Tech UPTechnologyUnknown 15,000-year-old viruses found in Chinese glacier

Unknown 15,000-year-old viruses found in Chinese glacier

A team of researchers has managed to identify 33 different viruses in two ice samples taken from the Tibetan plateau of China. Most of these viruses, which managed to survive thanks to freezing, do not resemble any virus cataloged to date. These findings will help the scientific community understand how viruses have evolved over the centuries.

The study of viruses trapped in glaciers is a relatively new field and one that, as the climate changes, is becoming more relevant. “We know very little about microbes that live in extreme environments,” explains Lonnie Thompson, a researcher at Ohio State University and lead author of the work. “Documenting and understanding these questions is very relevant: how do bacteria and viruses respond to climate change? What happens when we go from an ice age to a warm period like the one we are experiencing now?

How did the viruses get to the glacier?

The ice samples were collected in 2015 at the top of Guliya, in western China. “These glaciers formed gradually, and along with the dust and gases, large amounts of viruses were also deposited,” explains Zhi-Ping Zhong, lead author of the study and a researcher at the Byrd Center for Polar and Climate Research at the State University of Ohio. Glaciers in western China are not well studied and our aim is to use this information to reflect past environments. And viruses are part of those environments .

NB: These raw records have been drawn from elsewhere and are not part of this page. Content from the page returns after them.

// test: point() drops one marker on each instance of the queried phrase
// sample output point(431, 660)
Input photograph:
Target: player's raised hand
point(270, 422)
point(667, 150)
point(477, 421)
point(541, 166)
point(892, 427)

Ice cores contain layers that accumulate year after year, trapping everything that was in the atmosphere around them at the time each layer froze. This creates a kind of timeline that scientists have used to understand more about climate change, microbes, viruses, and gases throughout history.

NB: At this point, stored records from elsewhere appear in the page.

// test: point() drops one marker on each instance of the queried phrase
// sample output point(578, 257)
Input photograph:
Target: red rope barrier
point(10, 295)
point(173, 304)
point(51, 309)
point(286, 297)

The researchers determined that the ice was nearly 15,000 years old using a combination of new and traditional techniques to date this ice core .

Endurance in extreme conditions

When they analyzed the ice, they found genetic codes for 33 viruses. Four of those viruses had already been previously identified by the scientific community, but at least 28 of them are new. About half of them seemed to have survived the moment they froze, not despite the ice, but because of it. “They are viruses that would thrive in extreme environments,” explains Matthew Sullivan, co-author of the study. “These viruses have gene signatures that help them infect cells in cold environments. These signatures are not easy to extract, and the method developed by Zhi-Ping to decontaminate the nuclei and study microbes and viruses in the ice could help us search for these genetic sequences in other extreme icy environments : Mars, the Moon or, closer to home, in the Atacama desert ”.

Since viruses do not share a common universal gene, their identification requires a series of steps. The first is to compare sets of genes, which are cataloged in scientific databases. In the case of this work, which has just been published in the journal Microbiome , the comparisons showed that four of the viruses found had already been previously identified, and they would be families of viruses that typically infect bacteria, in addition to being found in concentrations much lower than those found in the oceans or on the ground. For the authors, this work opens a new window for the characterization and study of the functioning of viral communities in these thousand-year-old glacial environments.